豪州代表監督、衝撃の辞任。W杯半年前に決断した理由と背景…後任は元Jクラブ監督か

text by 植松久隆 photo by Getty Images

他の追随を許さないポスタコグルーの功績をどう引き継ぐか

グラハム・アーノルド
オーストラリア代表の後任には国内で実績を残したグラハム・アーノルドが適任か。かつてベガルタ仙台でも指揮を執った【写真:Getty Images】

 ただし、好調のシーズン途中でシドニーFCを離れるのも難しいと思われるので、折衷案でこんなオプションはどうだろう。まず、ゴンバウと共にポスタコグルー体制を支え、ゴンバウの後のU-23代表監督に就任したばかりのアンテ・ミリチッチを兼任の暫定監督として起用。年明けの3月中旬以降に予定される新体制始動となる親善試合の指揮を執らせる。

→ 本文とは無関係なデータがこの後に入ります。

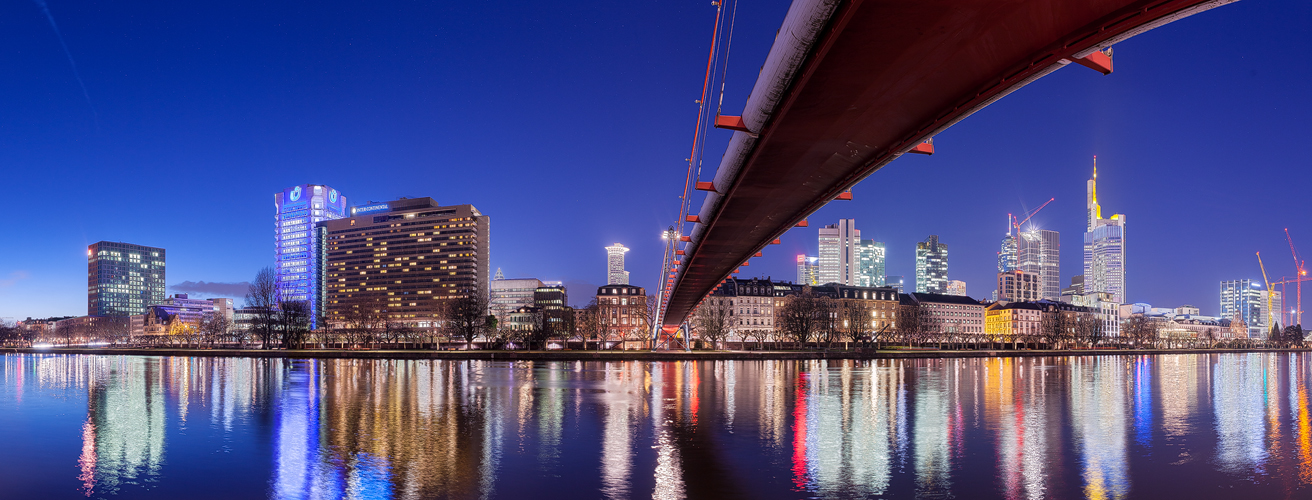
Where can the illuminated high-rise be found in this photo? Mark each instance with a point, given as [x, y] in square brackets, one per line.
[807, 269]
[930, 267]
[840, 260]
[122, 278]
[1104, 247]
[615, 273]
[1244, 299]
[297, 263]
[1038, 252]
[871, 270]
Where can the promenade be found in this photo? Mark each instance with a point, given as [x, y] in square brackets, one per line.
[619, 354]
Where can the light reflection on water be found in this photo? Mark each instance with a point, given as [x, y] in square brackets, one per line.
[1113, 427]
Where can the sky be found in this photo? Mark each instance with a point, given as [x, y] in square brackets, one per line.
[172, 125]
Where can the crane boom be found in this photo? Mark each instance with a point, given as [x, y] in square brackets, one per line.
[1298, 272]
[1031, 214]
[1269, 291]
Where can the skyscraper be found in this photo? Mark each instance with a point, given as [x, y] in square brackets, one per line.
[840, 260]
[1104, 247]
[930, 267]
[1038, 252]
[399, 257]
[615, 273]
[122, 278]
[1244, 299]
[871, 269]
[1006, 253]
[297, 264]
[807, 268]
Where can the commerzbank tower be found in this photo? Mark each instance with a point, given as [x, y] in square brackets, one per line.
[1104, 247]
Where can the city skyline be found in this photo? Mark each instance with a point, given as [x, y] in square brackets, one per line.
[1058, 135]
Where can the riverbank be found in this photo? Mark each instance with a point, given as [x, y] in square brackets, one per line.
[617, 354]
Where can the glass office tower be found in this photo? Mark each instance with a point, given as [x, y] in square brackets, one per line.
[297, 264]
[123, 278]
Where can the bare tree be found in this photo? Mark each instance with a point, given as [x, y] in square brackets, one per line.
[467, 315]
[854, 319]
[294, 323]
[713, 319]
[263, 299]
[798, 316]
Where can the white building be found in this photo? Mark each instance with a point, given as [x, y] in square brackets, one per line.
[930, 267]
[1104, 247]
[1038, 252]
[615, 273]
[840, 253]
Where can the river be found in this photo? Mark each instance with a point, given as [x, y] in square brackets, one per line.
[1097, 427]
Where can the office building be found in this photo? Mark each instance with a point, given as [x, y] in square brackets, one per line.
[871, 269]
[615, 273]
[622, 311]
[1104, 247]
[1038, 252]
[807, 269]
[930, 267]
[1018, 286]
[297, 264]
[896, 282]
[1243, 299]
[509, 295]
[840, 259]
[947, 314]
[123, 278]
[396, 259]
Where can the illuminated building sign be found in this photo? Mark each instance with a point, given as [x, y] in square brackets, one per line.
[368, 209]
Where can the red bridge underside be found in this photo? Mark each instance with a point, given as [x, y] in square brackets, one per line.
[882, 78]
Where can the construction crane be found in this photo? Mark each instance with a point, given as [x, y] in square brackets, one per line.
[1030, 215]
[1299, 272]
[1269, 291]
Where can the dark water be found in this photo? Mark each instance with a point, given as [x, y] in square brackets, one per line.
[1193, 427]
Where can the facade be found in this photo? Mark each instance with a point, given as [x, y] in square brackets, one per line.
[395, 259]
[882, 302]
[930, 267]
[297, 263]
[949, 314]
[1004, 322]
[1006, 253]
[1245, 299]
[1038, 252]
[1104, 247]
[622, 310]
[840, 253]
[554, 302]
[808, 269]
[871, 269]
[896, 282]
[123, 278]
[955, 288]
[509, 295]
[615, 273]
[1018, 286]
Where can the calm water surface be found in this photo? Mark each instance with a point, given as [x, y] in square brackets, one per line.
[1191, 425]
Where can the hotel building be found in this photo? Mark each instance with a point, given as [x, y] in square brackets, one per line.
[400, 257]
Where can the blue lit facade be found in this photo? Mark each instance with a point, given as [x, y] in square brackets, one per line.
[297, 210]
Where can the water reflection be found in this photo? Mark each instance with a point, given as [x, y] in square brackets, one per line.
[1018, 428]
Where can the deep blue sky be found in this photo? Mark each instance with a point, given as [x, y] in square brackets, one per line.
[567, 124]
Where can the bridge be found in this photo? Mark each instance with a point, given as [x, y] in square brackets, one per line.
[850, 85]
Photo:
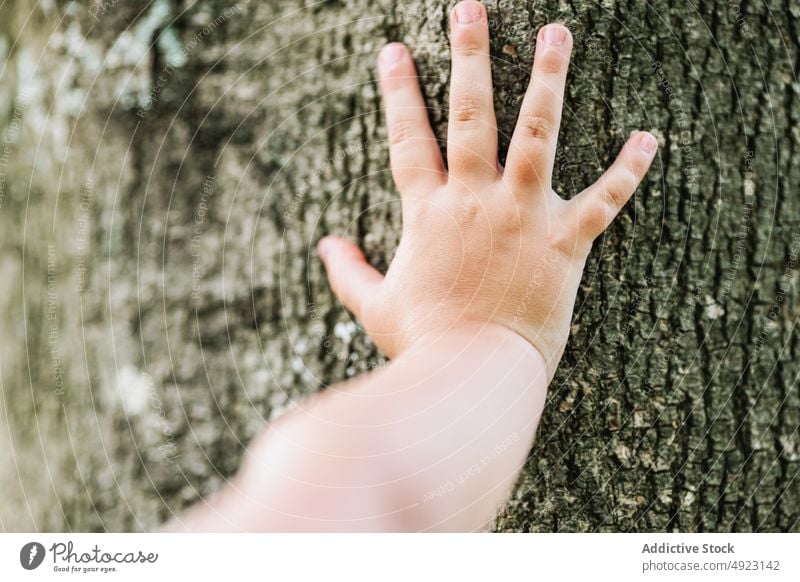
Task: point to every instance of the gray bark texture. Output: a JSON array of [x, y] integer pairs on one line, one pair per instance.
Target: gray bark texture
[[168, 166]]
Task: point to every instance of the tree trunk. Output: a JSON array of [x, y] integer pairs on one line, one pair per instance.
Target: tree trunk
[[168, 166]]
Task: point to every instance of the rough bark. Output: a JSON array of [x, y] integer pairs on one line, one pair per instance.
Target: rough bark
[[168, 167]]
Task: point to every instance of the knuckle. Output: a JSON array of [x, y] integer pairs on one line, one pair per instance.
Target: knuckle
[[467, 213], [468, 44], [595, 219], [536, 126], [466, 110], [400, 131], [617, 192]]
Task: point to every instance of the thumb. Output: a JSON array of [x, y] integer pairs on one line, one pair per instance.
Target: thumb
[[352, 279]]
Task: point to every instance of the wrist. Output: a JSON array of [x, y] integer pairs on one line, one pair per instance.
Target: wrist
[[486, 333]]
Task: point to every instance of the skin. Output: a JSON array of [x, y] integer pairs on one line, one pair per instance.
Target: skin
[[474, 311]]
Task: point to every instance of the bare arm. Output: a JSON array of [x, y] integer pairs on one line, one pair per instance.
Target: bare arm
[[432, 442], [475, 312]]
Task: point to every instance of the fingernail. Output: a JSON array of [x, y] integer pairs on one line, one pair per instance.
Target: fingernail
[[554, 34], [391, 53], [468, 12], [647, 142]]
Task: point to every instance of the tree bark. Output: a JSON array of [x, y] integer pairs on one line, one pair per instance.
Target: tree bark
[[168, 166]]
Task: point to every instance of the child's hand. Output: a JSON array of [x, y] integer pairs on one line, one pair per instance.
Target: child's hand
[[481, 243]]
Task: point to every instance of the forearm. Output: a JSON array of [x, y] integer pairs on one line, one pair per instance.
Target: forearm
[[434, 441]]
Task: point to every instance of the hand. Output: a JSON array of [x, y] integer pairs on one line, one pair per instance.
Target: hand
[[481, 243]]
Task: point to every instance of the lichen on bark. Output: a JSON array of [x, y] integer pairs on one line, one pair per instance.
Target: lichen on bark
[[169, 166]]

 その後に、一旦、ミリチッチの仕事ぶりをレビューして、必要とあらば、満を持してAリーグのシーズンが落ち着くアーノルドを監督に迎え入れる。ミリチッチが望めば、アーノルド体制のアシスタントコーチに就かせる。

 ポスタコグルーとアーノルドには、フットボールの志向としては差異がある。しかし、それが埋まらないレベルのものだとは思わない。その差異を繋ぎ補完する人材として、多くの名将の下で経験を積んできた名参謀のミリチッチは最適任。アーノルドとミリチッチの個人的関係の深さまでは分からないが、このコンビが実現すれば、アンダー世代の才能の発掘、新旧体制のトラジションなどで中々興味深いコラボレーションができるように思う。

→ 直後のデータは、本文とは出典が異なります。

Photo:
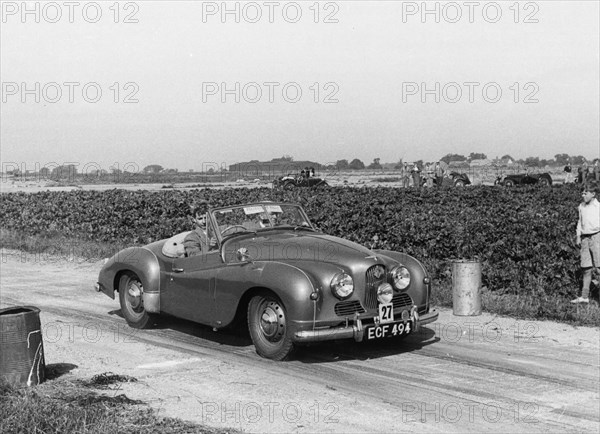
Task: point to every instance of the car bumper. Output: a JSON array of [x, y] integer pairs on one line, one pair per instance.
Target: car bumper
[[356, 330]]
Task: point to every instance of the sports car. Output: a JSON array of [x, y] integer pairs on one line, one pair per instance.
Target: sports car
[[270, 268]]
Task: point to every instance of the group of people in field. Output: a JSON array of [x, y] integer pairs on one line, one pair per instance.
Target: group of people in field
[[585, 172], [412, 175]]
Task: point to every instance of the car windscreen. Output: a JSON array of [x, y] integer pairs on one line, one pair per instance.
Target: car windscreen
[[256, 217]]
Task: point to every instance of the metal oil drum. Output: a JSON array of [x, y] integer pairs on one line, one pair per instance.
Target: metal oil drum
[[21, 346], [466, 288]]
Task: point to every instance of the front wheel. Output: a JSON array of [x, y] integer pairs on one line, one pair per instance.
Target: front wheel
[[268, 327], [132, 304]]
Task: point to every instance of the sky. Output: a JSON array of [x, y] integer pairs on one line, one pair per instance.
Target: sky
[[190, 85]]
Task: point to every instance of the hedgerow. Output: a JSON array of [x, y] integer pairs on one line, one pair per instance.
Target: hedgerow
[[524, 237]]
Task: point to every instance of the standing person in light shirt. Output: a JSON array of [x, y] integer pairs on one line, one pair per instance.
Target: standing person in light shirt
[[588, 237]]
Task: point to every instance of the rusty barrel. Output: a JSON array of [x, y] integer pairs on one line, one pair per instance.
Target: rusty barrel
[[21, 346], [466, 288]]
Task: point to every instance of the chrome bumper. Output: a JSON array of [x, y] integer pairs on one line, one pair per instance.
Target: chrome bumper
[[355, 330]]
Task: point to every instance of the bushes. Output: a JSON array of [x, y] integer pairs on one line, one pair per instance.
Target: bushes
[[523, 236]]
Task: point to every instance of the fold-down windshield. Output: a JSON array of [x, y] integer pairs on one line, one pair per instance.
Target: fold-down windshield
[[258, 217]]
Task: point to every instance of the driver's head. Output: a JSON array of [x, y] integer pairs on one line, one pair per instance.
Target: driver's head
[[198, 213]]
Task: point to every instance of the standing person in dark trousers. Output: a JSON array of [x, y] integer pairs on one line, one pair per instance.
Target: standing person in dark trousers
[[588, 237], [405, 176], [439, 174], [568, 170]]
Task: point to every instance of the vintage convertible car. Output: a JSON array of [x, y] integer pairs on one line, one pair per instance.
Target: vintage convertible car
[[268, 266], [291, 181], [525, 179]]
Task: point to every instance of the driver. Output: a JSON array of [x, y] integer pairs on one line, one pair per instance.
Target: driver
[[197, 242]]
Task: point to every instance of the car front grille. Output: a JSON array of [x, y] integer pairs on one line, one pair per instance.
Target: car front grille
[[348, 308], [401, 300], [372, 283]]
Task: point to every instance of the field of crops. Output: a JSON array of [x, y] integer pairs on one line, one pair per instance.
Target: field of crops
[[524, 237]]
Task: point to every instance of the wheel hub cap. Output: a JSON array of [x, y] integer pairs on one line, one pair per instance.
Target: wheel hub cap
[[135, 296], [272, 322]]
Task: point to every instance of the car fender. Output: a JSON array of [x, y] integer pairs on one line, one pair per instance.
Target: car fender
[[420, 285], [141, 261]]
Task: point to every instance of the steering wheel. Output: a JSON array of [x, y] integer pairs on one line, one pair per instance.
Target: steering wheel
[[233, 227]]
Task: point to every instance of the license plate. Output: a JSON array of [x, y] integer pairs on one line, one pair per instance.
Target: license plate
[[386, 313], [387, 330]]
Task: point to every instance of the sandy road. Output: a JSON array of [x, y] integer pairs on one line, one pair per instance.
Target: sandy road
[[461, 374]]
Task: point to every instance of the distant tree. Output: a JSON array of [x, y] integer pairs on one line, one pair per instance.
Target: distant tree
[[342, 164], [356, 164], [453, 157], [153, 168], [477, 156], [375, 164]]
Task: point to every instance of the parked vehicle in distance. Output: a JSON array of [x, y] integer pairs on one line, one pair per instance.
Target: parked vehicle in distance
[[291, 181], [525, 179], [305, 178], [455, 179], [272, 269]]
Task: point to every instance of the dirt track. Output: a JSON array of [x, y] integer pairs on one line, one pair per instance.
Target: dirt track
[[461, 374]]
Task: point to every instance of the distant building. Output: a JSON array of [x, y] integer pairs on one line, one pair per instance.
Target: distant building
[[272, 168], [480, 163]]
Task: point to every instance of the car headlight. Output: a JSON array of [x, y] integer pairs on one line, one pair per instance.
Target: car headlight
[[400, 277], [342, 285]]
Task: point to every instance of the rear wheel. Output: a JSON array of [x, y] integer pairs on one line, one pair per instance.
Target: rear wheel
[[132, 303], [268, 327]]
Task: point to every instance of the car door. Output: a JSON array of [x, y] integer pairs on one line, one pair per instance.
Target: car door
[[191, 286]]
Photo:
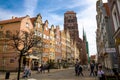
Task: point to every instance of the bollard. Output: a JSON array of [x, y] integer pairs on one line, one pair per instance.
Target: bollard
[[7, 75]]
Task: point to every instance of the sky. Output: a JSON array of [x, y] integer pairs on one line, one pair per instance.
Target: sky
[[53, 11]]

 ポスタコグルーは、祖国の代表を2回W杯に導き、アジア王者へと育て上げた。マット・ライアン、トレント・セインスベリー、アーロン・ムーイ、トム・ロギッチ、トミ・ユリッチといったサッカルーズの屋台骨を向こう5、6年はしっかり支えていくだろう選手たちが代表選手として大きな成長を見せた。

 彼が成し遂げた仕事の質と量は、国内の殆どのコーチの追随を許さないレベルのものだが、ただ1人、後を追う資格を持ち得るのが、ポスタコグルーとお互いが良き友人であるアーノルド。上に挙げた選手のうち、ライアン、セインスベリー、ロギッチはアーノルドに見出されて、世に出た選手たちでもある。

 だからこそ、ポスタコグルー→アーノルドという政権移譲を期待したい。そうなれば、ポスタコグルーの強いイニシアチブの下で培ったものを失わず、時計の針を戻すことないサッカルーズの進歩が見られる気がする。

 長年、筆者がこのコラムで追ってきた「ポスタコグルー革命」は、今回の辞任劇をもって終わりを迎えた。今すぐ、この革命の成果を振り返るのは、時期尚早。当のポスタコグルーは、彼自身が残したレガシーを引き継いだ豪州がさらなるフットボール・ネーションに育っていくのを、彼が言うところの「少し離れたところ」から見守る。

 筆者を始めとした豪州フットボール界は、高いスタンダードのクラブレベル、例えば欧州トップリーグでのポスタコグルー采配をが近いうちにい見られるものと楽しみに待つ。もしかすると、彼の指揮するクラブには彼の教え子が活躍するかもしれない。

 いずれにしても、今後も豪州とアンジの不可分な関係は続いていくーーそう信じたい。